Voici un scénario que peut surprendre: une personne en pleine forme, sportive, avec un bon taux de cholestérol LDL, et pourtant elle fait une crise cardiaque.
Ce paradoxe pourrait s’expliquer par une particule de cholestérol méconnue: la lipoprotéine(a), ou Lp(a). À la différence du LDL classique, cette molécule dépend fortement des gènes et échappe à l’impact de l’alimentation ou de l’exercice. Conséquence: elle peut s’accumuler de manière silencieuse dans les artères, accroissant le risque d’accidents cardiovasculaires même chez les personnes en bonne santé.

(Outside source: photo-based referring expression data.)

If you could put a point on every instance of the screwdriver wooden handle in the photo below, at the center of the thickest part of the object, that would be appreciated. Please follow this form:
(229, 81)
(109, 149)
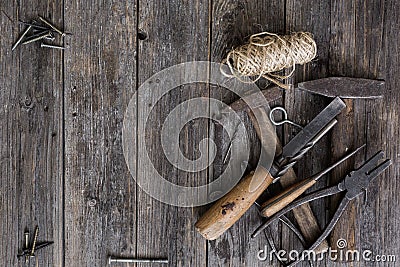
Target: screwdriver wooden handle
(227, 210)
(275, 204)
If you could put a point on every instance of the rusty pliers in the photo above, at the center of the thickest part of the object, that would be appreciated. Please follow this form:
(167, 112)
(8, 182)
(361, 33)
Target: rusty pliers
(354, 184)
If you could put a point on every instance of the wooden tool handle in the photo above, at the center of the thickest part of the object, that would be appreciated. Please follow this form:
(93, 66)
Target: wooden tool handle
(275, 204)
(227, 210)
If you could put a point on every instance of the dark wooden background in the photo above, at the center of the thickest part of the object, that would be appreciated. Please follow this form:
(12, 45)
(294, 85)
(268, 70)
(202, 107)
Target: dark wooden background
(61, 115)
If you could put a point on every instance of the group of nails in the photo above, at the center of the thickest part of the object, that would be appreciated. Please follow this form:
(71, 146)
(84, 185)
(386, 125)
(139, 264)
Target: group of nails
(35, 32)
(29, 251)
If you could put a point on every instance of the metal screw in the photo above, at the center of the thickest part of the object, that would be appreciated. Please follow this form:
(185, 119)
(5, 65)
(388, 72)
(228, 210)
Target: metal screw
(22, 37)
(52, 26)
(38, 27)
(52, 46)
(26, 234)
(131, 260)
(40, 37)
(34, 241)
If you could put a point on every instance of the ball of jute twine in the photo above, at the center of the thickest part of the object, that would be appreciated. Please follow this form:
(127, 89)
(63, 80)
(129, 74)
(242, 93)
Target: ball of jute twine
(266, 53)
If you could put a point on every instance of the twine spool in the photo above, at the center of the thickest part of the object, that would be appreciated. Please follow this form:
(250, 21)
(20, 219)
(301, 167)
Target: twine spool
(267, 53)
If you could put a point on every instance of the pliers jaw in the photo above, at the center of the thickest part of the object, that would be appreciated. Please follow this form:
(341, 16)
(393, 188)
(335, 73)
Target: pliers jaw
(356, 182)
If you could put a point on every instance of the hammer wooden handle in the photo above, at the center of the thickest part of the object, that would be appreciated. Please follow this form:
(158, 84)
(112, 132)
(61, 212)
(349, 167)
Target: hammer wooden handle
(275, 204)
(227, 210)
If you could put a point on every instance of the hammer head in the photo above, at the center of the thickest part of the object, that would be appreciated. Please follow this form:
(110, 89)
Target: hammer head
(345, 87)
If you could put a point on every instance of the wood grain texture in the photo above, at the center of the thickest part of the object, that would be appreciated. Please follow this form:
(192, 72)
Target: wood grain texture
(312, 16)
(61, 118)
(31, 138)
(232, 23)
(180, 30)
(100, 79)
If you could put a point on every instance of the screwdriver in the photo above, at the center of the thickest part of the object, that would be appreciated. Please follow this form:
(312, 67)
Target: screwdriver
(275, 204)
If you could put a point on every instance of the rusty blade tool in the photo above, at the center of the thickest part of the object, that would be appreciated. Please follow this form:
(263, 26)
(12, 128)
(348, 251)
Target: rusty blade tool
(354, 184)
(277, 203)
(219, 218)
(306, 139)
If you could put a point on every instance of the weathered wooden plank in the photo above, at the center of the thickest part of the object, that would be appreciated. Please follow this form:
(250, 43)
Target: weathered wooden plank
(100, 79)
(356, 50)
(311, 16)
(31, 138)
(232, 23)
(387, 209)
(177, 32)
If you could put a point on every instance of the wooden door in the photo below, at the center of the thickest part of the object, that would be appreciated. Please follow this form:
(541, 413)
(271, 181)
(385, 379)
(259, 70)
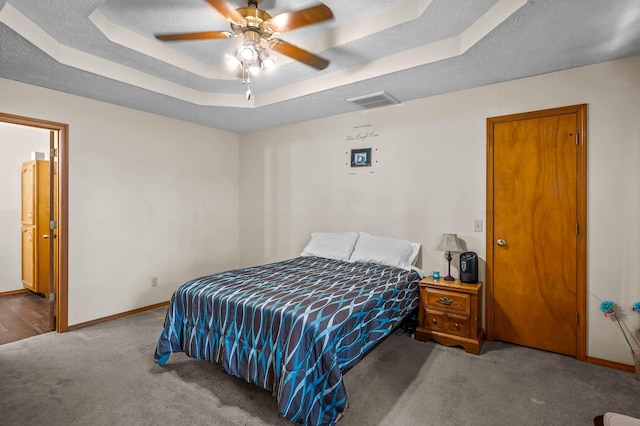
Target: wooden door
(28, 201)
(536, 230)
(42, 190)
(28, 258)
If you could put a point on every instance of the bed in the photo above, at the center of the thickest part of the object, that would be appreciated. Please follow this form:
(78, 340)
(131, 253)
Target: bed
(292, 327)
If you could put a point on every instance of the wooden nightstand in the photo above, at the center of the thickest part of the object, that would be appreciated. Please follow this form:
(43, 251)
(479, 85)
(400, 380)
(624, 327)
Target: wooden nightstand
(450, 313)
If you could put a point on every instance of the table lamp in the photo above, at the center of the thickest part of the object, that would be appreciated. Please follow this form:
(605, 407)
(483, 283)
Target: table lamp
(449, 243)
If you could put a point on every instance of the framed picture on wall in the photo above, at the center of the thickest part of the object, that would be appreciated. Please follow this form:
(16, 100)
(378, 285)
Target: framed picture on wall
(361, 157)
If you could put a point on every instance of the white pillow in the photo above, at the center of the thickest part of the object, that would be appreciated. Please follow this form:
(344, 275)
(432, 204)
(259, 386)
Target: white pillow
(331, 245)
(385, 250)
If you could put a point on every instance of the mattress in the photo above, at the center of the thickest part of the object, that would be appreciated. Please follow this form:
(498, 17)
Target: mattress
(292, 327)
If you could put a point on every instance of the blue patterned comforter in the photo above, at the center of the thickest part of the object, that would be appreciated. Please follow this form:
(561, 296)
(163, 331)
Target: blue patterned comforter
(292, 327)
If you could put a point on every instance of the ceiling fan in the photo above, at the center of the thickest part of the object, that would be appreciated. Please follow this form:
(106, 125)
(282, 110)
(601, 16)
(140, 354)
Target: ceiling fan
(255, 25)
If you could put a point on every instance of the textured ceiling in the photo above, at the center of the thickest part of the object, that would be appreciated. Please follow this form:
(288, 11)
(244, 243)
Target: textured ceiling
(106, 50)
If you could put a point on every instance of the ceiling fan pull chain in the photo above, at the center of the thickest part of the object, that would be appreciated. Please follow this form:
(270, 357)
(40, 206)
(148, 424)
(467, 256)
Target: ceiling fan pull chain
(246, 78)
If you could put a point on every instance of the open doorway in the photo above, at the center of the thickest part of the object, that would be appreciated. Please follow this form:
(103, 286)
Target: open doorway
(56, 234)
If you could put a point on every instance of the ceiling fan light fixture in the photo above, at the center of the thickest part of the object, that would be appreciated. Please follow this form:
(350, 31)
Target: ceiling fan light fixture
(266, 61)
(232, 61)
(248, 52)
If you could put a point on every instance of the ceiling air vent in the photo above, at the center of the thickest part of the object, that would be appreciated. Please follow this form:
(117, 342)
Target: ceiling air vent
(374, 100)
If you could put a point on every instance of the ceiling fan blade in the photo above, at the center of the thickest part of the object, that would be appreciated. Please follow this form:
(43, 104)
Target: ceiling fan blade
(288, 21)
(298, 54)
(226, 9)
(205, 35)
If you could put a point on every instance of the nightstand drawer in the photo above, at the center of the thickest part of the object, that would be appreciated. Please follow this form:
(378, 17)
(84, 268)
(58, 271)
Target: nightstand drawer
(449, 300)
(436, 321)
(458, 325)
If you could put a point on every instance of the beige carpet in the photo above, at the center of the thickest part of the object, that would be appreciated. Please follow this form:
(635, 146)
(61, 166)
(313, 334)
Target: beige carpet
(105, 375)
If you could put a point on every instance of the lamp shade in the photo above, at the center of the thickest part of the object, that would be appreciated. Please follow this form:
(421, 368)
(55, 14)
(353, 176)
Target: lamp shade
(449, 242)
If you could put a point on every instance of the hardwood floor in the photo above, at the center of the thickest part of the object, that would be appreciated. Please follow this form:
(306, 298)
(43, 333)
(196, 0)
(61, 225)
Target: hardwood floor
(23, 315)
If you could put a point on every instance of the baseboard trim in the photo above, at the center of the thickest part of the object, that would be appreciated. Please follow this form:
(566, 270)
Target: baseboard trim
(116, 316)
(13, 292)
(611, 364)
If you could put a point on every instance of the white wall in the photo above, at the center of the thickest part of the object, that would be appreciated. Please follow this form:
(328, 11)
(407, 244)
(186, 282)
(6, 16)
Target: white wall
(17, 143)
(149, 197)
(431, 178)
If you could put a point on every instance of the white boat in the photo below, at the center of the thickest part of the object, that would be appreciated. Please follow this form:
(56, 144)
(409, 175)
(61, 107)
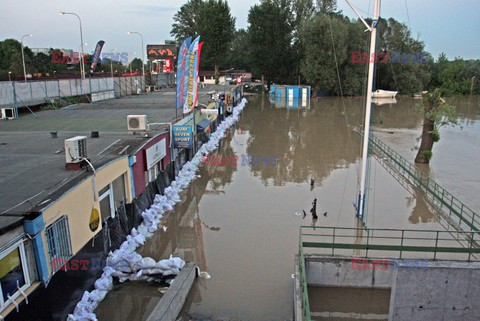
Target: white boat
(379, 93)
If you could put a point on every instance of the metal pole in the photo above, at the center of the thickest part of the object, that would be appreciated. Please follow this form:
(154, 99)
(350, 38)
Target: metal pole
(361, 195)
(82, 66)
(23, 58)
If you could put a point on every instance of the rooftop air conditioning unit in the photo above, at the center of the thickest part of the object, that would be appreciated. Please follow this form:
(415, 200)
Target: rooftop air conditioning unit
(137, 122)
(75, 149)
(9, 113)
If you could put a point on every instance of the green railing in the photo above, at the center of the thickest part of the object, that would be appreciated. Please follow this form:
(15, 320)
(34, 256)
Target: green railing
(304, 285)
(391, 243)
(468, 220)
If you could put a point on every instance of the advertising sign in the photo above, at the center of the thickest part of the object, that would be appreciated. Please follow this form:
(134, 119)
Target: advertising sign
(182, 136)
(182, 72)
(161, 51)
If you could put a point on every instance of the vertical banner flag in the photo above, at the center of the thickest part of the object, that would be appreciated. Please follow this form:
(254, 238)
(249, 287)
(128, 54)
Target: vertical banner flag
(192, 80)
(182, 72)
(96, 55)
(197, 69)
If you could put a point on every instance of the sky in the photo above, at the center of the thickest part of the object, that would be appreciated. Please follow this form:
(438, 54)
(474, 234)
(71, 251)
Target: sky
(446, 26)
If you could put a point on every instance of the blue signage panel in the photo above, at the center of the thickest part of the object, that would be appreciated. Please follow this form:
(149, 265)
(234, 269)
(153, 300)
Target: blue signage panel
(182, 136)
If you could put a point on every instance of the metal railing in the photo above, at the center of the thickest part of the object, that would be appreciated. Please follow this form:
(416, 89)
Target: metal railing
(14, 94)
(392, 243)
(468, 220)
(383, 243)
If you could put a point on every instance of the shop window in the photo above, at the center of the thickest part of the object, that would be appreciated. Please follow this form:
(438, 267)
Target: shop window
(13, 274)
(59, 243)
(153, 172)
(112, 197)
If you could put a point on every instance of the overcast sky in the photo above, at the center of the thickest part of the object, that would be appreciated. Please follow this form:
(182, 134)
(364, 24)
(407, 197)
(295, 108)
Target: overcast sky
(444, 25)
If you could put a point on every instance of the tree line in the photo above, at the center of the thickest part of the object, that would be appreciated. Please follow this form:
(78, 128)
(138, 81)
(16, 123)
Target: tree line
(312, 42)
(53, 63)
(287, 42)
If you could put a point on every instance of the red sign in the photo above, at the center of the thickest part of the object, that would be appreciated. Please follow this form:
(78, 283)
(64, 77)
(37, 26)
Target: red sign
(168, 65)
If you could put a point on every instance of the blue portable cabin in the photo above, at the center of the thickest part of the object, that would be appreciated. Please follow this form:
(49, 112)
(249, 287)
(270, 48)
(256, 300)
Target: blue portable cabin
(293, 92)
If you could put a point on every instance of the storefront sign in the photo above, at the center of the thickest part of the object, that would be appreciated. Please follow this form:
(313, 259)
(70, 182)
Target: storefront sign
(209, 111)
(155, 153)
(182, 136)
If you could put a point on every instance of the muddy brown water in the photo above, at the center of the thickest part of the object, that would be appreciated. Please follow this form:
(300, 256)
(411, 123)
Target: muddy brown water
(240, 224)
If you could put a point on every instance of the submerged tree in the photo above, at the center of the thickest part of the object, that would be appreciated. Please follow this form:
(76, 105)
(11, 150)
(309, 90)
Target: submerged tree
(436, 113)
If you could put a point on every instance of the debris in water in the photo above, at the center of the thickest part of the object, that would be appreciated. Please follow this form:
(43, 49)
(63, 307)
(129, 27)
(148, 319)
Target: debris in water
(163, 290)
(204, 275)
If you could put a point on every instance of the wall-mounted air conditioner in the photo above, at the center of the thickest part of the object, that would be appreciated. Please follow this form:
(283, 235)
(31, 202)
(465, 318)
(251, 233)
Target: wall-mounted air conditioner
(75, 149)
(9, 113)
(137, 122)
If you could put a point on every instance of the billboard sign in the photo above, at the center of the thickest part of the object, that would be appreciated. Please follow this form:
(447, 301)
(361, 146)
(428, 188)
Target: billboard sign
(155, 52)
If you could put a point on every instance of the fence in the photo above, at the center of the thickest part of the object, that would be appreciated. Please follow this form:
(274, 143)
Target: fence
(15, 94)
(468, 220)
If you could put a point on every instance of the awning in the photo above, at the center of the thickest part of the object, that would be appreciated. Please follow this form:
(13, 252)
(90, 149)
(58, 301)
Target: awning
(203, 125)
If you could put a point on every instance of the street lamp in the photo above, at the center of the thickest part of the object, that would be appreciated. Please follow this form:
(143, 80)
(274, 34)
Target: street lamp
(23, 57)
(143, 53)
(82, 66)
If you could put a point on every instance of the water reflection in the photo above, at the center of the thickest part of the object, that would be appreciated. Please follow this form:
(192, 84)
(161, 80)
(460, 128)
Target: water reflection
(308, 143)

Pour comprendre pourquoi, intéressons-nous à sa structure. La Lp(a) ressemble au LDL mais possède une protéine supplémentaire, l’apolipoprotéine(a). Cette partie la rend plus collante et favorise la formation de plaques dans les artères. De plus, elle pourrait encourager la coagulation sanguine. Les études montrent que des niveaux élevés de Lp(a) sont liés à un risque accru de crises cardiaques et d’accidents vasculaires cérébraux, indépendamment des autres facteurs de risque. Ce lien est continu: plus le taux est haut, plus le danger grandit.

Contrairement au cholestérol LDL, la Lp(a) n’est pas influencée par le régime ou l’exercice, mais principalement par l’hérédité. Les niveaux se fixent tôt dans la vie et restent stables. Ce caractère largement génétique explique pourquoi certaines personnes développent des maladies cardiovasculaires malgré un mode de vie sain. Des facteurs comme la ménopause ou les maladies rénales peuvent légèrement modifier les taux, mais l’essentiel est inné.
Actuellement, peu d’options permettent de réduire la Lp(a). Les statines, très efficaces contre le LDL, n’ont quasiment aucun effet sur elle. Certains médicaments plus récents, comme les inhibiteurs de PCSK9, la diminuent modestement de 15 à 30 %. Cependant, une nouvelle classe de traitements promet une baisse spectaculaire. En utilisant le silençage génique, ces molécules empêchent le foie de produire la Lp(a). Les essais précoces montrent des réductions de 80 à 90 %.
Vous vous demandez si vous devriez faire tester votre Lp(a) ? Ce test n’est pas inclus dans le bilan lipidique standard. Il faut le demander spécifiquement. Les recommandations internationales recommandent une mesure au moins une fois à l’âge adulte, surtout en cas d’antécédents familiaux de maladies cardiaques précoces ou de risque inexpliqué. Comme le taux est stable, un seul test suffit souvent.
Il peut être frustrant de découvrir que l’on a un taux élevé de Lp(a), car on ne peut pas le modifier facilement. Mais il faut le considérer comme un indicateur de risque global. D’autres facteurs sont sous votre contrôle: le cholestérol LDL, la tension artérielle, le tabagisme, l’activité physique, l’alimentation et la gestion du diabète. En optimisant ces éléments, vous réduisez votre risque cardiovasculaire total, même si la Lp(a) reste élevée.
La recherche sur la Lp(a) progresse rapidement. Si les essais cliniques en cours confirment que les nouvelles thérapies ciblées diminuent les événements cardiaques, le dépistage et le traitement pourraient devenir courants. En attendant, la prise de conscience est une première étape clé. Parlez-en à votre médecin si vous avez des inquiétudes, surtout avec des antécédents familiaux. Et n’oubliez pas que les bases d’un cœur en bonne santé restent les habitudes de vie que l’on peut maîtriser.